Commonwealth v. Velasquez, 76 Mass. App. Ct. 697 (2010), concerned a conviction of the crime of leaving the scene “after knowingly colliding with or otherwise causing injury to any other vehicle or property” in violation of G. L. c. 90, § 24 (2) (a). Id. at 699 & n.3. The Commonwealth urged the Appeals Court to interpret the quoted statutory language to mean that it was only required to prove “that a collision occurred and that if a collision occurred, there need be no proof that the collision caused any damage” to a vehicle or property. Id. at 699. The Appeals Court rejected that interpretation as rendering “otherwise” superfluous; the Legislature’s use of “or otherwise causing injury” meant, in context, that “colliding with” was a means of “causing injury”; a collision without proof of injury to another vehicle or property therefore was not within the statute. Id. at 700. In this case, the Commonwealth would have us interpret “impede, obstruct, delay, harm, [or] punish” as disconnected from “otherwise interfere thereby with ... a criminal proceeding,” such that a defendant could harm a person in violation of the statute without a showing that he intended in some manner to interfere thereby with a proceeding.

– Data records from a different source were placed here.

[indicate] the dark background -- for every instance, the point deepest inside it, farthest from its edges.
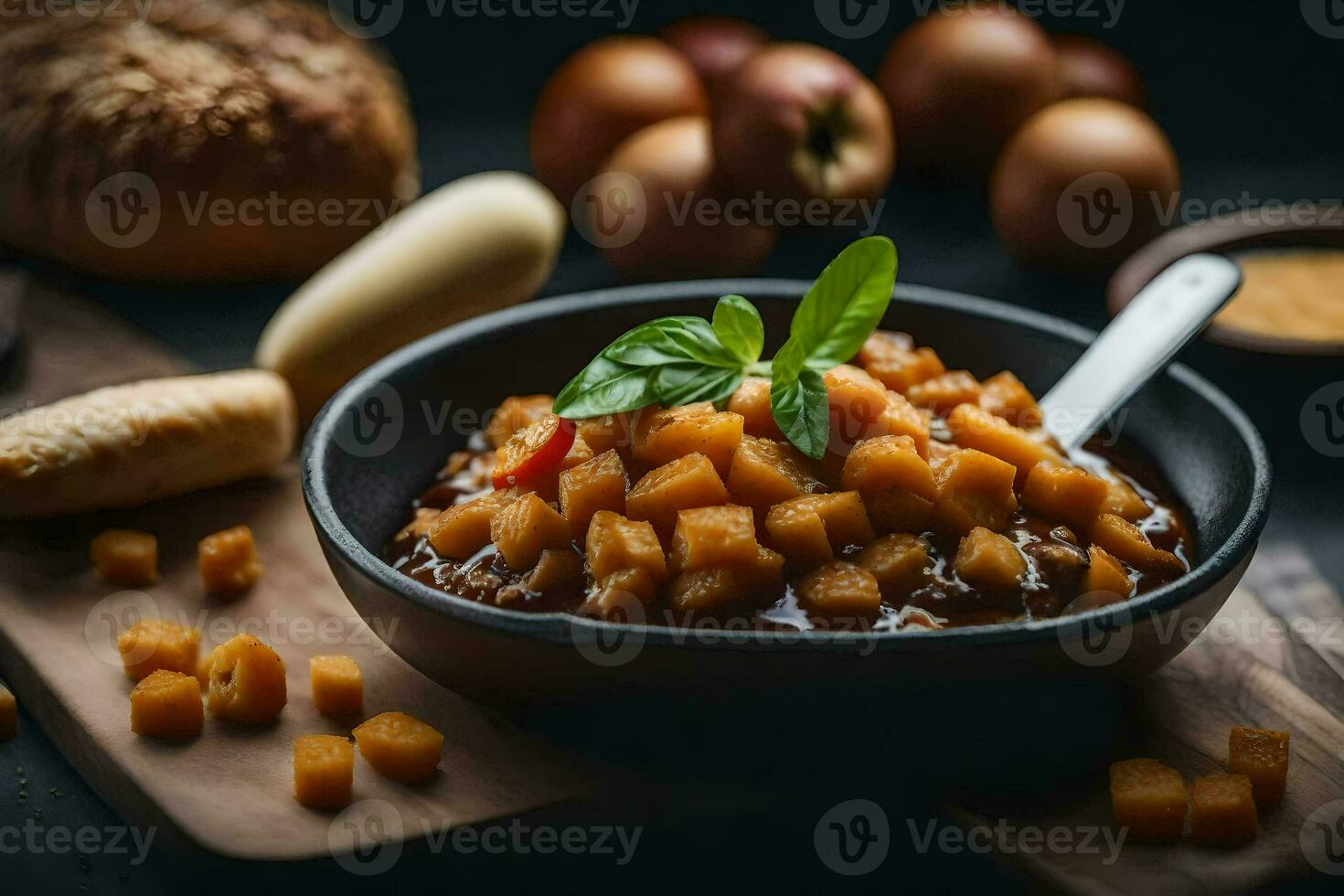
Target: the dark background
(1250, 97)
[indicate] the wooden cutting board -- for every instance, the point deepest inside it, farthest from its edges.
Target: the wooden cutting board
(230, 790)
(1246, 669)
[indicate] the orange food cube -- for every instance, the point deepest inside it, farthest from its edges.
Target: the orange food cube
(229, 561)
(167, 704)
(400, 746)
(1004, 395)
(1064, 493)
(1263, 756)
(944, 392)
(814, 528)
(157, 644)
(125, 558)
(840, 589)
(526, 528)
(1125, 540)
(686, 483)
(615, 543)
(1105, 575)
(991, 561)
(977, 429)
(855, 400)
(884, 464)
(337, 686)
(974, 489)
(325, 770)
(465, 528)
(517, 412)
(597, 485)
(666, 435)
(8, 713)
(752, 400)
(763, 473)
(1148, 798)
(1221, 810)
(246, 681)
(898, 561)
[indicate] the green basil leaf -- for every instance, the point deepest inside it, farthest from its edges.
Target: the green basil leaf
(738, 325)
(800, 407)
(846, 304)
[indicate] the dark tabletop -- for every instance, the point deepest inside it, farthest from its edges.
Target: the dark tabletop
(1250, 97)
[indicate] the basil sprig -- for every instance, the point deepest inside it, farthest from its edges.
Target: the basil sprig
(679, 360)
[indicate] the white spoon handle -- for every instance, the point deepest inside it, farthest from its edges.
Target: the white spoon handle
(1138, 344)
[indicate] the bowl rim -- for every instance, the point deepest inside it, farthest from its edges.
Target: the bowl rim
(568, 629)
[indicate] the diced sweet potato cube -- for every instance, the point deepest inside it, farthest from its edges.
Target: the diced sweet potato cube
(526, 528)
(898, 367)
(855, 400)
(763, 473)
(125, 558)
(615, 543)
(157, 644)
(944, 392)
(246, 681)
(325, 770)
(898, 561)
(686, 483)
(1064, 493)
(840, 589)
(974, 489)
(1263, 756)
(598, 485)
(1125, 540)
(8, 713)
(167, 704)
(400, 746)
(229, 561)
(1004, 395)
(977, 429)
(1105, 575)
(752, 400)
(816, 527)
(666, 435)
(337, 686)
(465, 528)
(1221, 810)
(884, 464)
(1148, 798)
(1125, 503)
(514, 414)
(712, 536)
(989, 561)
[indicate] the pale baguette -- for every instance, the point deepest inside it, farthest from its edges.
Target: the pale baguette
(128, 445)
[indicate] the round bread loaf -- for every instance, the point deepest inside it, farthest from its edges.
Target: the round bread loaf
(211, 140)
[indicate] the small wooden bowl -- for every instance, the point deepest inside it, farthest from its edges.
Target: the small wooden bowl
(1230, 235)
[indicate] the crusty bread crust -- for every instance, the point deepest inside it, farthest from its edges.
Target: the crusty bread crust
(210, 100)
(129, 445)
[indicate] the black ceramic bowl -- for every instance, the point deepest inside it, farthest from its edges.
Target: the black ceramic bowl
(380, 440)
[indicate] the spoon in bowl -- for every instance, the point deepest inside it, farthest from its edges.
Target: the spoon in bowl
(1138, 344)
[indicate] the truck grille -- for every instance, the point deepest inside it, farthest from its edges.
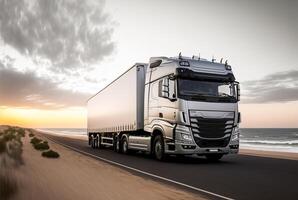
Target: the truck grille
(209, 132)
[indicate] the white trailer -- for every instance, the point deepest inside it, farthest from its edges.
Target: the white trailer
(179, 106)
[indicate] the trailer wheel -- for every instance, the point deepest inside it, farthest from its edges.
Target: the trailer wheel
(159, 148)
(214, 157)
(92, 142)
(124, 145)
(117, 144)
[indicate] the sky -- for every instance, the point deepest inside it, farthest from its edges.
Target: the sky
(55, 54)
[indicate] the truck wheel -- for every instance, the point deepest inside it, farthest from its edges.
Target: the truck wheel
(99, 142)
(124, 146)
(117, 145)
(159, 148)
(214, 157)
(92, 142)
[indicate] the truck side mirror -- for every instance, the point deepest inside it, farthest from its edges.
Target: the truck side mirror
(164, 88)
(167, 89)
(238, 91)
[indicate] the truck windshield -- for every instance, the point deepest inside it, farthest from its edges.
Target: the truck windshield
(210, 91)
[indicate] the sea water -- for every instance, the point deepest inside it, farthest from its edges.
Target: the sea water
(272, 139)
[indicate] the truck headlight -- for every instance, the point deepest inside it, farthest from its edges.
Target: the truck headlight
(235, 135)
(186, 137)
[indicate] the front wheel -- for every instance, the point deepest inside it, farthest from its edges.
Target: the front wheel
(159, 148)
(214, 157)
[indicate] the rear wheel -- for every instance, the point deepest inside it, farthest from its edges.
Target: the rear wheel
(159, 149)
(116, 144)
(214, 157)
(124, 145)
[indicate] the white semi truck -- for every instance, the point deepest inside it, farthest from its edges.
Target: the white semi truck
(178, 106)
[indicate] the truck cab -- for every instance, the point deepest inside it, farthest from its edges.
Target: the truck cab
(191, 107)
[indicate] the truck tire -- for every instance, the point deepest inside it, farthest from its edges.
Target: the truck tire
(117, 144)
(159, 148)
(214, 157)
(124, 145)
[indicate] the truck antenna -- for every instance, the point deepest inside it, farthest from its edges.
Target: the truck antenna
(180, 56)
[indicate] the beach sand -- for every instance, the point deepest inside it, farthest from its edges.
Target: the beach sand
(75, 176)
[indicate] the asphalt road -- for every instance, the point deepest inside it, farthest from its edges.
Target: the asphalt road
(235, 176)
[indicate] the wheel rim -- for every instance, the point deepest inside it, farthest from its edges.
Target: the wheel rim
(124, 146)
(158, 150)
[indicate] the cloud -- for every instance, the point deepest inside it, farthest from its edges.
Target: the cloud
(28, 90)
(69, 34)
(277, 87)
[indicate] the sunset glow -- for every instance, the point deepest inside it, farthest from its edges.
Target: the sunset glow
(36, 118)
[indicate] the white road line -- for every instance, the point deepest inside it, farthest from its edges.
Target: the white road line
(143, 172)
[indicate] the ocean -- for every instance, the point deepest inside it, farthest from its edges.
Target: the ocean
(271, 139)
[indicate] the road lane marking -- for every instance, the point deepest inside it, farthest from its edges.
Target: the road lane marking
(143, 172)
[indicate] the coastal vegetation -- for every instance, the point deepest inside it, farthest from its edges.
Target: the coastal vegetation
(50, 154)
(10, 158)
(41, 145)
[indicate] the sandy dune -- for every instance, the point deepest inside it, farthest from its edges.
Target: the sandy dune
(75, 176)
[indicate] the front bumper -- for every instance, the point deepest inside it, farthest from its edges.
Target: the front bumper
(190, 147)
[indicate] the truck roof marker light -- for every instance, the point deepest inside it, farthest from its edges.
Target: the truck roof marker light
(228, 67)
(155, 63)
(184, 63)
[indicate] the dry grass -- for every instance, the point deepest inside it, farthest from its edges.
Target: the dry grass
(10, 158)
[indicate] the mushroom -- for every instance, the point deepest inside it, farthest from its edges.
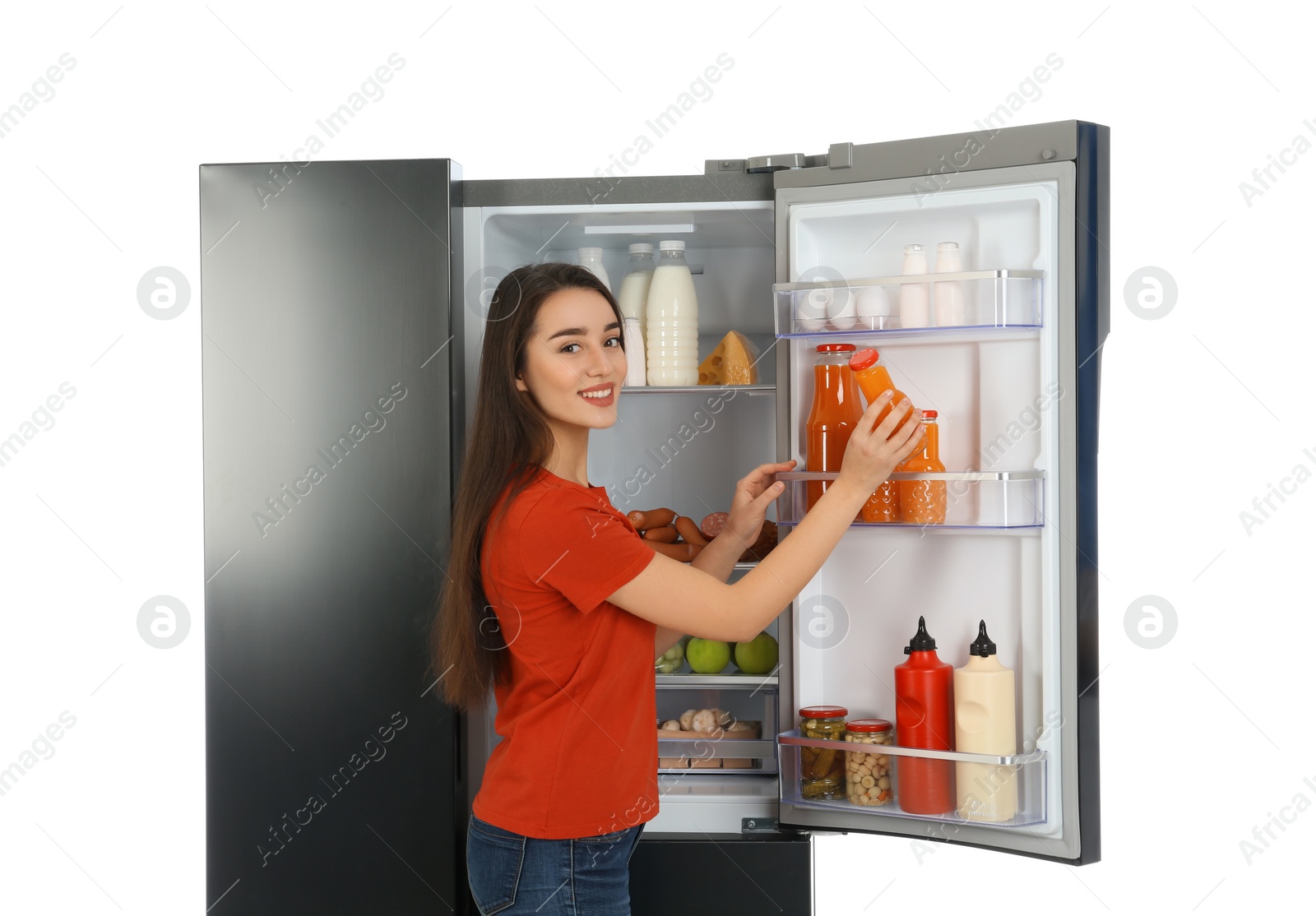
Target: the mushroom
(704, 720)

As in the Velasquez case, such a construction renders the word “otherwise” meaningless.
We note that the conduct at issue in this case would not have been criminal under § 13B, as amended through St. 1996, c. 393, §§ 2-4, as it did not involve actual, as opposed to threatened, personal injury.
The police detective, when asked how he interpreted the tape recording, responded: “I interpreted it that there was a direct threat to [the probation officer’s] daughter.” When asked whether he had interpreted the tone and the contents of the message “as a police officer to be a threat,” he answered, “Yes.” The defendant did not object to this testimony at trial.
On recross-examination, in response to the probation officer’s testimony that the fee was only an “excuse” for telephoning, defense counsel asked, “You don’t know what was going on in his head, do you?” The probation officer replied, “No,” but then said, “I believe I know what his intention is.” Defense counsel then asked, “But you don’t know what his intentions were, do you?,” to which the probation officer replied, “No one knows what his intentions were but himself.”
The probation officer also testified she interpreted the message as a threat, but her testimony clearly related to her apprehension and the reasonableness of that apprehension; as such it was not improper opinion testimony.
The record suggests that the probation officer brought her own file concerning the defendant with her to court. Defense counsel asked that she leave it on the table, as opposed to bringing it with her onto the witness stand. The judge decided that the probation officer should give the file to the court officer, such that documents in it would be available to be used to refresh her memory, but only as needed. In fact, no documents were used in this or any other manner.